How To Make Nouilles. (An Elegant Substitute For Vermicelli.)

Wet, with the yolks of four eggs, as much fine, dry, sifted flour as will make them into a firm, but very smooth paste. Roll it out as thin as possible, and cut it into bands of about an inch and a quarter in width. Dust them lightly with flour, and place four of them one upon the other. Cut them obliquely in the finest possible strips; separate them with the point of a knife, and spread them on writing paper, so that they may dry a little before they are used. Drop them gradually into the boiling soup, and in ten minutes they will be done.

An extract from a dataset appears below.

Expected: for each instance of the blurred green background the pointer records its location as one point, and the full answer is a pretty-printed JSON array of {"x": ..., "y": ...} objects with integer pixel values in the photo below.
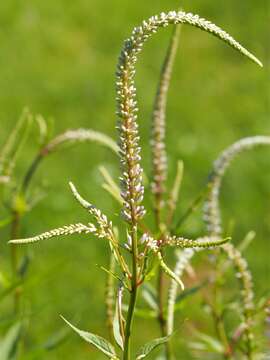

Various other forms may be given to this paste at will. It may be divided into a sort of riband maccaroni; or stamped with small confectionary cutters into different shapes.

Vegetable Vermicelli. (Vegetables Cut Very Fine For Soups.)

Cut the carrots into inch lengths, then pare them round and round in ribbons of equal thickness, till the inside is reached; next cut these ribands into straws, or very small strips; celery is prepared in the same way; and turnips also are first pared into ribands, then sliced into strips: these last require less boiling than the carrots, and attention must be paid to this, for if broken, the whole would have a bad appearance in soup. The safer plan is to boil each vegetable separately, till tolerably tender, in a little pale broth (in water, if this be not at hand), to drain them well, and put them into the soup, which should be clear, only a few minutes before it is dished. For cutting them small, in other forms, the proper instruments will be found at the hardware-shops.

* The fourth part of one of these dried onions (des oignons brulÚs), of moderate size is sufficient for a tureen of soup.

Vermicelli Soup. (Potage Au Vermicelle.)

Drop very lightly, and by degrees, six ounces of vermicelli, broken rather small, into three quarts of boiling bouillon, or clear gravy soup; let it simmer half an hour* over a gentle fire, and stir it often.. This is the common French mode of making vermicelli soup, and we can recommend it as a particularly good one for family use. In England it is customary to soak, or to blanch the vermicelli, then to drain it well, and to stew it for a shorter time in the soup: the quantity, also, must be reduced quite two ounces, to suit modern taste.

Bouillon, or gravy-soup, 3 quarts; vermicelli, 6 ozs.; 30 minutes. Or, soup, 3 quarts; vermicelli, 4 ozs.; blanched in boiling water, 5 minutes; stewed in soup, 10 to 15 minutes.